In this publication: 2016 was a year with two halves for gold prices: a strong rally in the first half of the year and a sell-off in second half. Gold prices had a positive start to the year as often happens, but we expect weakness to return in H1 2017 before a consolidation in H2 2017. We keep our year-end target at USD 1,100 per ounce.170105-Precious-metals-watch.pdf ()
2016: the year of two halves
2016 was a year of two halves for gold prices. The first half of the year was far more positive than many would have imagined. This was mainly the result of financial markets’ expectations that a rate hike by the Fed would come at a later stage because of weaker US economic data and uncertainty on financial markets. This weighed on the US dollar and gave support to gold prices. Moreover, accommodative monetary policy elsewhere and political uncertainty also pushed gold prices higher. When investor sentiment on financial markets recovered quite remarkably after the Brexit vote on 23 June 2016 and the US dollar failed to weaken further, the outlook for gold prices slowly started to change. We recognised this and changed our outlook to negative on 12 October 2016 with the remark that a Trump election outcome would be supportive for gold prices. This support was extremely short-lived (a few hours). The failure of gold prices to move and stay above USD 1,350 per ounce set off alarm bells. The Trump reflation trade resulted in an aggressive sell-off in gold prices as investors dumped their gold positions and moved into more attractive options. Since the US elections gold prices have declined by 8%.
The aggressive sell-off in gold prices and position liquidation have been more substantial than we had expected. For example net-long speculative positioning in the futures market has been reduced considerably to just below the average level of net-long positions of 100,000 contracts (see graph on the left above). We had expected such a reduction in the first half of 2017. Moreover, there has also been quite a reduction in total ETF positions (see graph on the right above), which tend to be stickier. For the full year of 2016, gold prices increased by 8%.
January effect in gold prices?
Since 2000 gold prices have had a tendency to have a positive start to the year with prices rising in January 65% of the time. The positive starts to the year happened regardless of whether the year before had ended on a positive or a negative note. 35% of the time, prices declined in January. What is remarkable is that these January price declines followed a positive performance the year before. The first few days of this year have started positively for gold prices, which has happened in the most of the preceding years. Gold prices have recovered since 15 December when the rise in US 10y Treasury yields lost momentum. This has continued. The gold market is now more focussed on inflation. Higher-than-expected US inflation numbers will probably support gold prices. However, if US data (excluding inflation data) continue to come in strongly as we expect, this positive short-term momentum is likely to fade.

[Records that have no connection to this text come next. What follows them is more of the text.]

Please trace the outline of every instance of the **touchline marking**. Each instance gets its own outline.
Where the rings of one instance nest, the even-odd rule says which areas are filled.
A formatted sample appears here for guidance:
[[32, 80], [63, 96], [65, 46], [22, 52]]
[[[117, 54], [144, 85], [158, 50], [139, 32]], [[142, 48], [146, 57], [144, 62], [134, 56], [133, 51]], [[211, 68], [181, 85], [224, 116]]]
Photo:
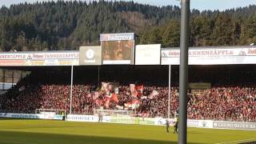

We remain negative on gold for 2017
We expect the outlook for gold prices for the first half of the year to remain negative. Investor demand remains the most crucial driver pushing gold prices lower. From an investor point of view there is little reason to hold gold as an investment. For a start, rising inflation expectations are more than countered by the rise in US Treasury yields and expectations about upcoming rate hikes by the Fed. A further rise in US nominal and real yields is likely to continue to weigh on gold prices (see graphs below).
As long as US real yields rise and there are no major inflation fears, gold prices will go lower and not higher. Moreover, the last leg of a powerful rally in the US dollar is currently in full swing. This is a powerful cyclical rally in which higher US equities, expectations of further Fed rate hikes and expectations of a strong uplift in the US economy drive the US dollar. If US economic data in the coming weeks and months surprise positively as we expect it is likely that investors will continue to liquidate gold positions. In such an environment, gold prices could drop below USD 1,100 per ounce and approach the 2015 low of USD 1,046 per ounce. However, as the net-long speculative positioning in the futures market is already below the average level and ETF positions are slightly more sticky, the decline in gold prices may come at a slower pace than was seen in the last weeks of 2016. We expect prices to bottom out in the USD 1,046 – USD 1,100 per ounce range.
At some point in 2017, the Fed rate hikes we expect (three of 25bp each) will be fully reflected in the gold price and inflation expectations may start to rise more quickly pushing US real yields lower. What is more, we expect a recovery in industrial and jewellery demand for gold. So despite the negative outlook for gold prices in the first half of 2017, we expect prices to stabilise during the remainder of the year. It is likely that events in 2017 will form a basis for gold prices to rise in 2018.